De maneira similar podemos citar os vários autores criticados por Sokal e Bricmont em “Imposturas Intelectuais”, o livro é uma referência à falta de sentido e obscuridade apresentada por filósofos e cientistas sociais pós-modernos. Em um trecho da obra os autores citam a paixão de Lacan por números e fórmulas matemáticas, comumente presentes em seus trabalhos, mas com significado obscuro.

Um exemplo deste uso indevido é apresentado na obra:

Da minha parte, começarei pelo que se articula na sigla S(0), que é, antes de tudo, um significante (…) E posto que a bateria de significantes, enquanto tal, é por isso mesmo completa, este significante não pode ser mais que um traço que surge desde seu círculo sem que se possa contar como parte dele. Pode simbolizar-se mediante a inerência de um (-1) no conjunto total dos significantes.
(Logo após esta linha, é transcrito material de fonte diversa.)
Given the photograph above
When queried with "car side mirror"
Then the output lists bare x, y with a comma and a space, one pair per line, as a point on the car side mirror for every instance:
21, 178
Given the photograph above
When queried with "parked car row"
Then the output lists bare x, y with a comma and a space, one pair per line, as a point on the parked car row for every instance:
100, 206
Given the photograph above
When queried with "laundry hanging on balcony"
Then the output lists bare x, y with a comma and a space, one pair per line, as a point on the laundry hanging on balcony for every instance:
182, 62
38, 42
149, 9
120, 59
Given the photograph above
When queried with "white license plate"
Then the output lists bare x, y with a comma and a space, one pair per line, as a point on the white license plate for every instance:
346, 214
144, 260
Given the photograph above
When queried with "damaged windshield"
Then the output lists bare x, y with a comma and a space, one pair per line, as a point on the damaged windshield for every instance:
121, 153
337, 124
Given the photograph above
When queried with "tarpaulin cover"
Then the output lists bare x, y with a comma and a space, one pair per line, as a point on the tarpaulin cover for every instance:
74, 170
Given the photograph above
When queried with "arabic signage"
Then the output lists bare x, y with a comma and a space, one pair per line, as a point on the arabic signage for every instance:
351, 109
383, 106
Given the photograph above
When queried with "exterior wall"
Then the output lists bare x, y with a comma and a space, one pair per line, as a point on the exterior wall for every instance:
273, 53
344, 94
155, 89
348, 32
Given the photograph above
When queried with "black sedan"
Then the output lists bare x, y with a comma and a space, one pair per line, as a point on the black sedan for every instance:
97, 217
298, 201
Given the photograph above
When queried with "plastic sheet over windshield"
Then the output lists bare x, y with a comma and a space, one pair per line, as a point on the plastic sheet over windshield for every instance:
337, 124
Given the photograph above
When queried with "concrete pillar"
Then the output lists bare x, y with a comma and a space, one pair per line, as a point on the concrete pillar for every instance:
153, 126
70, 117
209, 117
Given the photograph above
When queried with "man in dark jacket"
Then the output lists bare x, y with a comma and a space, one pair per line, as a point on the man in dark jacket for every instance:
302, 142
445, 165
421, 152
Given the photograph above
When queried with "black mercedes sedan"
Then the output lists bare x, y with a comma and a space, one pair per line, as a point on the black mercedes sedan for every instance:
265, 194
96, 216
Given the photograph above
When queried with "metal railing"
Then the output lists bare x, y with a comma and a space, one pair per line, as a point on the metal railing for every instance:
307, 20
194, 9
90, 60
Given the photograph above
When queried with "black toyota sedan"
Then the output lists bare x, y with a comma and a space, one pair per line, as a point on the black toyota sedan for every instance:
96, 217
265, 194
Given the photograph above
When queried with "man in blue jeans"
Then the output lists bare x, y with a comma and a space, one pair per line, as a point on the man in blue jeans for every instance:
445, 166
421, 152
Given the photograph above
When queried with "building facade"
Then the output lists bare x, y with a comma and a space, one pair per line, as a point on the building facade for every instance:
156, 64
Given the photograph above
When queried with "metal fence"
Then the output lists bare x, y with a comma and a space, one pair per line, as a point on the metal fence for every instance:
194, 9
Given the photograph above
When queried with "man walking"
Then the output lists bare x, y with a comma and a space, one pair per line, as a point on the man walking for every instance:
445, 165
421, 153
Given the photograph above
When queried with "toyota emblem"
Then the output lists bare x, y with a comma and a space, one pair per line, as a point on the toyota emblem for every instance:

Como tal, é impronunciável, mas sua operação não é, já que esta é a que se produz cada vez que é pronunciado um nome próprio. Seu enunciado se iguala a seu significado. Assim, calculando esse significado segundo o método algébrico que utilizamos, temos: S (significante)/ s (significado) = s (enunciado); sendo S = (-1), dá como resultado: s = raiz de -1 (LACAN, 1999, p. 42)

Embora possa parecer profunda, a afirmação acima não possui qualquer valor matemático, nem mesmo a barra tem função de divisão. Até mesmo o suposto valor psicanalítico dos números imaginários é profundamente questionável. O livro segue mostrando a fragilidade do discurso pós-moderno. Outro ponto marcante é a afirmação da autora Luce Irigaray, que no frenesi de símbolos que representem a perpetuação do machismo na sociedade conseguiu encontrar sexismo na equação da relatividade, e afirmou que a dificuldade da física nos estudos de fluidos desenvolve-se como resultado do machismo, já que a fluidez está associada à feminilidade e os sólidos ao falo masculino. Não é preciso comentar o tamanho da bobagem presente nesta afirmação.

Tais fatos não impedem que ideias associadas afirmações bizarras e textos nonsense sejam popularizados. Os motivos estão abertos, mas pela leitura do trabalho podemos concluir que a junção de pensamento analítico deficiente, confusão ontológica, crenças epistemicamente suspeitas, etc., podem estar diretamente associadas à popularização de ideias pós-modernas, pseudociências e discursos políticos recheados de demagogia e populismo.
Sagan estava certo: o pensamento crítico, associado ao ceticismo, é essencial para detecção de toda sorte de papo furado e certamente uma importante ferramenta em uma sociedade profundamente interligada, onde o fluxo de informações constante é indissociável do cotidiano.